07 - 1/2 cup shelled unsalted pistachios
08 - 2 tablespoons granulated sugar
09 - 2 to 3 tablespoons heavy cream
10 - 3 ounces white chocolate, melted
11 - 2 tablespoons unsalted butter, softened

→ For Decoration (optional)

12 - 2 tablespoons finely chopped pistachios

# Directions:

01 - Preheat oven to 350°F (175°C). Line two baking sheets with parchment paper.
02 - In a large bowl, beat unsalted butter and powdered sugar until light and fluffy. Incorporate egg yolk and vanilla extract, mixing until well combined.
03 - Sift all-purpose flour and salt over the wet mixture. Mix until a soft dough forms.
04 - Roll dough into 1-inch balls and arrange on prepared baking sheets, maintaining 2-inch spacing. Flatten each ball gently with your palm or a glass.
05 - Bake for 10 to 12 minutes, or until the edges are just turning golden.
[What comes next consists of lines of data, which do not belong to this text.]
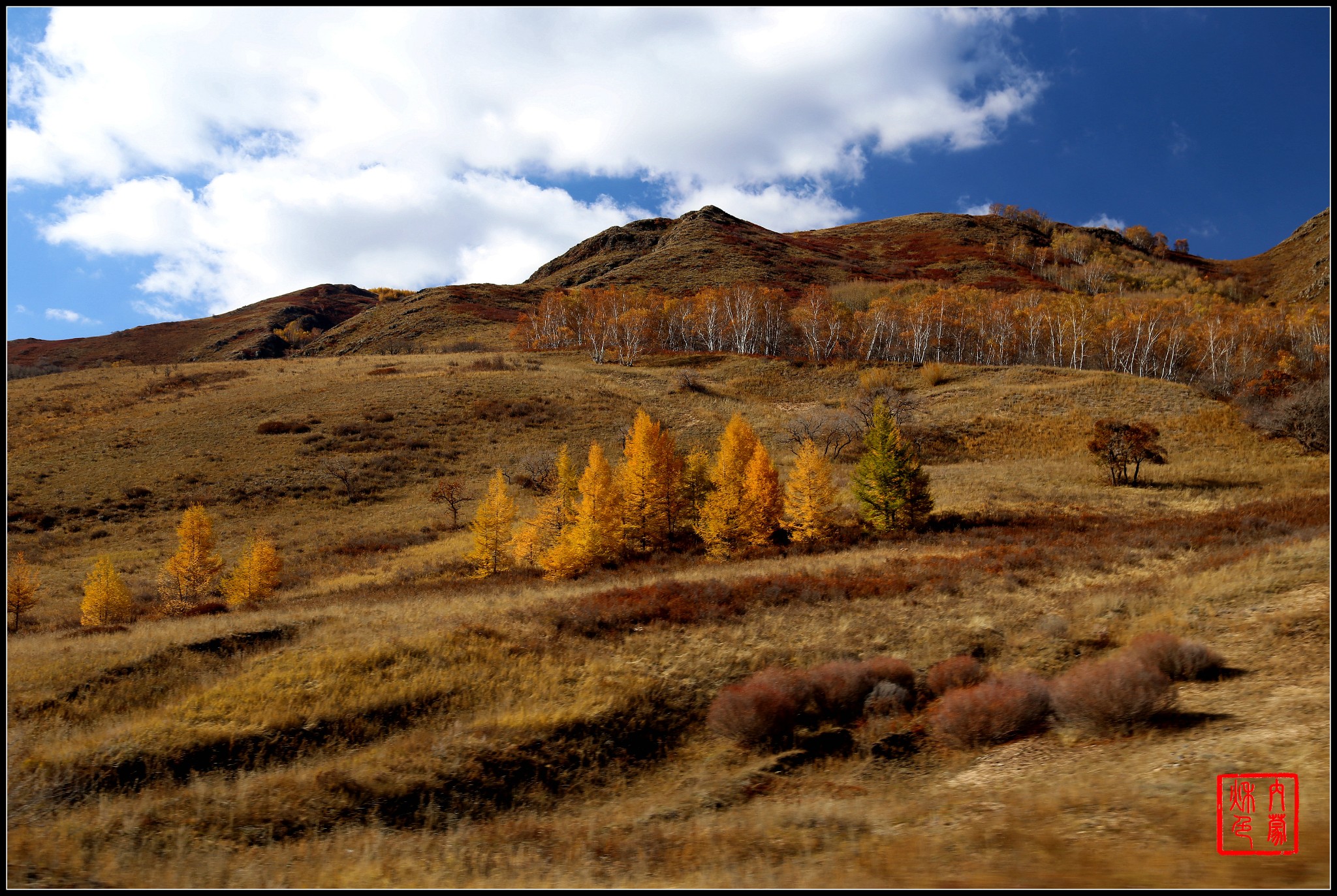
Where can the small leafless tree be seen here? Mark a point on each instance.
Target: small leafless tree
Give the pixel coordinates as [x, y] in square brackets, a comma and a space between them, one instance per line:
[829, 431]
[454, 495]
[902, 405]
[538, 472]
[347, 472]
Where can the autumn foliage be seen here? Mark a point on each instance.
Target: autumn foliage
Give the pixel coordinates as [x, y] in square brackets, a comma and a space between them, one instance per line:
[187, 577]
[22, 589]
[1174, 657]
[992, 712]
[256, 576]
[1131, 322]
[492, 530]
[1112, 696]
[958, 672]
[106, 598]
[765, 708]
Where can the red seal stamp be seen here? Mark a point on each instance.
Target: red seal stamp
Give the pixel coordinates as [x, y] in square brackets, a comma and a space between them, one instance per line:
[1259, 815]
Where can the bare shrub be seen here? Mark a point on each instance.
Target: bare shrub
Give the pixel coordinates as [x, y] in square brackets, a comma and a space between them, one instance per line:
[1174, 657]
[888, 698]
[491, 363]
[689, 382]
[998, 711]
[281, 427]
[1112, 696]
[888, 669]
[958, 672]
[763, 709]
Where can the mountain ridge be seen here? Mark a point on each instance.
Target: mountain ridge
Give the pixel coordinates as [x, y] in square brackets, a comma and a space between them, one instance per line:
[678, 256]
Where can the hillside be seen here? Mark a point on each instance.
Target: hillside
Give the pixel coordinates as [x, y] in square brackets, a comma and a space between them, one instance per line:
[1298, 269]
[705, 248]
[242, 333]
[389, 721]
[712, 248]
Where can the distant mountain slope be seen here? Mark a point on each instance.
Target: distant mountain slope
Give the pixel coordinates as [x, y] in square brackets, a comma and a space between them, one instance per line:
[1296, 269]
[244, 333]
[437, 316]
[712, 248]
[678, 256]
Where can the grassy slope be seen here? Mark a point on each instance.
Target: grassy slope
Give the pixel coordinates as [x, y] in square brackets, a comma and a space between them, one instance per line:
[404, 726]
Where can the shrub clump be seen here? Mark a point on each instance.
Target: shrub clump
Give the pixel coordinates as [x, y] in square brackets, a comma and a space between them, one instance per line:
[763, 709]
[766, 708]
[996, 711]
[958, 672]
[281, 427]
[888, 698]
[1176, 658]
[1114, 696]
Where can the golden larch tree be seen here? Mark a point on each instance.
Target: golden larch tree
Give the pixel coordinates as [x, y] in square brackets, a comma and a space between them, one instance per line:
[189, 574]
[810, 497]
[23, 587]
[652, 502]
[694, 483]
[719, 521]
[552, 515]
[597, 534]
[256, 576]
[106, 598]
[764, 503]
[492, 527]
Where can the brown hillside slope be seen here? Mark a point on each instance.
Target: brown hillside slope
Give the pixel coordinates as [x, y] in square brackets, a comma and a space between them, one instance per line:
[242, 333]
[1298, 269]
[710, 248]
[437, 317]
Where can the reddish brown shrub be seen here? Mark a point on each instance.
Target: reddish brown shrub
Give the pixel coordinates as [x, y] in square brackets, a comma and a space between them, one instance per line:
[1177, 658]
[1112, 696]
[888, 698]
[840, 688]
[958, 672]
[998, 711]
[763, 709]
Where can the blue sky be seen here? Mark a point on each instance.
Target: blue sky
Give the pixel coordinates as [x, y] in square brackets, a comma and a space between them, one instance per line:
[166, 165]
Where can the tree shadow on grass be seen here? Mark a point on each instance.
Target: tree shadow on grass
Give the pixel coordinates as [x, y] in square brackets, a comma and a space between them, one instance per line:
[1184, 721]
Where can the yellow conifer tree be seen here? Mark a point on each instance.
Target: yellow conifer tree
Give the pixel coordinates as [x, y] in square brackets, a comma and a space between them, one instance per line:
[652, 504]
[554, 514]
[810, 497]
[763, 499]
[492, 527]
[597, 534]
[719, 521]
[256, 576]
[23, 586]
[694, 484]
[187, 576]
[106, 598]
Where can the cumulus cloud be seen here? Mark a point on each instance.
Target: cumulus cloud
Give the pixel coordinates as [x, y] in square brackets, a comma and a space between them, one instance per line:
[69, 317]
[1107, 223]
[252, 151]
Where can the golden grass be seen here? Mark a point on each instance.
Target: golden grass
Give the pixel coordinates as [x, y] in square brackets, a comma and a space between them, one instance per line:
[413, 728]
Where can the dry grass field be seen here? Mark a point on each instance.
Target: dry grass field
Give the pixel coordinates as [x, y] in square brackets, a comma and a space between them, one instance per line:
[386, 721]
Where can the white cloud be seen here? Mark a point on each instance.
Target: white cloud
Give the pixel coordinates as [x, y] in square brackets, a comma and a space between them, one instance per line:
[69, 317]
[978, 209]
[1107, 223]
[252, 151]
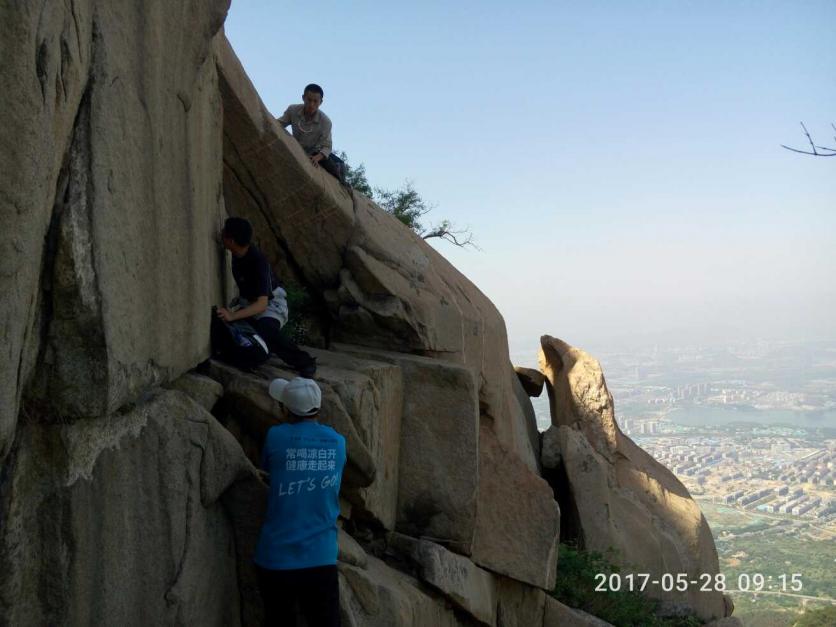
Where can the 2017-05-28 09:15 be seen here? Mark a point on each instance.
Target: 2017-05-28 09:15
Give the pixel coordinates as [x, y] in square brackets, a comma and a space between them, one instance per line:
[756, 582]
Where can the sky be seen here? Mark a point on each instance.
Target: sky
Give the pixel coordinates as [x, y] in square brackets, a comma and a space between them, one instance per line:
[618, 163]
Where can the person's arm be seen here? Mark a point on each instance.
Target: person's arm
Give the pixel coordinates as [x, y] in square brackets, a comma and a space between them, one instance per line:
[324, 147]
[284, 120]
[265, 287]
[259, 306]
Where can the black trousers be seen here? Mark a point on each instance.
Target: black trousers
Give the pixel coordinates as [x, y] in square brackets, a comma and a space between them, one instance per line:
[313, 593]
[334, 166]
[271, 330]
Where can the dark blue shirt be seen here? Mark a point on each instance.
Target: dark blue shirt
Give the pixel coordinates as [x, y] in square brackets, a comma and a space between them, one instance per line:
[253, 275]
[305, 461]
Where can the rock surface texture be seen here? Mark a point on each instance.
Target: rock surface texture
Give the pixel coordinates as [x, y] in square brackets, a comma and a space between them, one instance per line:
[619, 496]
[128, 488]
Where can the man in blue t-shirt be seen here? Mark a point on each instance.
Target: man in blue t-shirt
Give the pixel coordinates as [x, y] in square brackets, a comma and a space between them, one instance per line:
[296, 557]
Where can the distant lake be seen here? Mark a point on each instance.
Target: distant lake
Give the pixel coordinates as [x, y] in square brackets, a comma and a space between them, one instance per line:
[697, 416]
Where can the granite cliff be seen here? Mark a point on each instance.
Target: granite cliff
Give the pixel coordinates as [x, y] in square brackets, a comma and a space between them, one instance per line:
[128, 493]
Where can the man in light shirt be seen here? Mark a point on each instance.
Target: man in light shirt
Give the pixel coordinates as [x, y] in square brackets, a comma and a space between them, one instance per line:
[312, 129]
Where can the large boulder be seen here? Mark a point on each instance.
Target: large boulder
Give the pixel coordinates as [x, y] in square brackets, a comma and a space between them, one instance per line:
[438, 476]
[382, 285]
[559, 615]
[110, 182]
[469, 587]
[519, 605]
[380, 596]
[126, 524]
[518, 521]
[616, 490]
[361, 399]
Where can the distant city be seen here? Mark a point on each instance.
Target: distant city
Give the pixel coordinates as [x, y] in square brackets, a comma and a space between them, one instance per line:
[750, 429]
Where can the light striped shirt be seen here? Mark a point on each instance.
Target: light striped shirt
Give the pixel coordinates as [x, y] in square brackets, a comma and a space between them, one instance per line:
[314, 135]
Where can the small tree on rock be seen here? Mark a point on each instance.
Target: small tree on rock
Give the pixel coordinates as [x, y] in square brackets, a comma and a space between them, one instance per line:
[407, 205]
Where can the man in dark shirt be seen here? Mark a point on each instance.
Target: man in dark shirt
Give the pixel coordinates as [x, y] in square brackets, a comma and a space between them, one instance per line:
[312, 129]
[261, 299]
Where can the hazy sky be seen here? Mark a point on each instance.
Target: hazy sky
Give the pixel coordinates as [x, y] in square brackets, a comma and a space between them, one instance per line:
[618, 162]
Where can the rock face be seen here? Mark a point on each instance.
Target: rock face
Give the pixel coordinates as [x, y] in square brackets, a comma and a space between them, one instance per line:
[460, 580]
[519, 522]
[127, 139]
[532, 380]
[126, 525]
[378, 596]
[111, 188]
[621, 497]
[383, 286]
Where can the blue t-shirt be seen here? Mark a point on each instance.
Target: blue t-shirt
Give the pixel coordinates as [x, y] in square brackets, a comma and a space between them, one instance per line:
[305, 461]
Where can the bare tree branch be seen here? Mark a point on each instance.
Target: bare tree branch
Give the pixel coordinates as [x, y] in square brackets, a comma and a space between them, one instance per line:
[447, 232]
[829, 152]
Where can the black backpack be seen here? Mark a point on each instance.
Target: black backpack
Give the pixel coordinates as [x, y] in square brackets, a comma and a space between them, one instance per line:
[237, 343]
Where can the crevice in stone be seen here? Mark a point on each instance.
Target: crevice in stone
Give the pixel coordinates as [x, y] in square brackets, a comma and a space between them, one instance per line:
[571, 531]
[41, 67]
[72, 356]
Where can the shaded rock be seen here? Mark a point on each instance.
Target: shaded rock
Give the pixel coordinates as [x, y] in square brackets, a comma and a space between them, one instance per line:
[101, 146]
[460, 580]
[531, 380]
[362, 399]
[518, 605]
[372, 393]
[559, 615]
[245, 502]
[438, 474]
[200, 388]
[350, 551]
[379, 596]
[619, 491]
[383, 286]
[518, 521]
[302, 217]
[126, 525]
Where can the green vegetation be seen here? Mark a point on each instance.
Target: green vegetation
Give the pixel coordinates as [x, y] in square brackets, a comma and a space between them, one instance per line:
[301, 310]
[407, 205]
[576, 585]
[787, 546]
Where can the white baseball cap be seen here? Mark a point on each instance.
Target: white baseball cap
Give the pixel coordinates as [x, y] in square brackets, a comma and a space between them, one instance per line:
[301, 396]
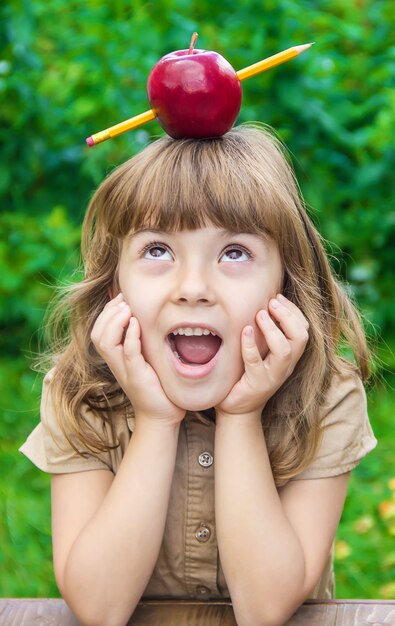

Allow cookies to cool completely on a wire rack.
06 - In a food processor, pulse shelled pistachios with granulated sugar until finely ground. Add melted white chocolate, softened butter, and 2 tablespoons heavy cream. Process until smooth, adding an extra tablespoon cream for spreadable texture if necessary.
07 - Spread pistachio cream onto the flat side of half the cookies. Top with remaining cookies to assemble into sandwiches.
08 - If desired, roll the edges of the filled cookies in finely chopped pistachios. Store cookies in an airtight container at room temperature for up to 3 days.

# Expert Tips:

01 -
  • The dreamy pistachio filling tastes like a hidden bakery secret you can't help but show off.
  • The cookies are melt-in-your-mouth tender, yet sturdy enough to gift or share at any gathering.
02 -
  • If you try to fill the cookies before they’re fully cooled, the cream will slide right off (speaking from experience).
  • I learned that toasting the pistachios brings out their flavor—a quick extra step that’s fully worth it.
03 -
  • Take time to pulse the pistachios thoroughly for a filling that’s smooth, never gritty.
  • Always taste the pistachio filling before assembling; a pinch of salt or a dash more cream can make all the difference.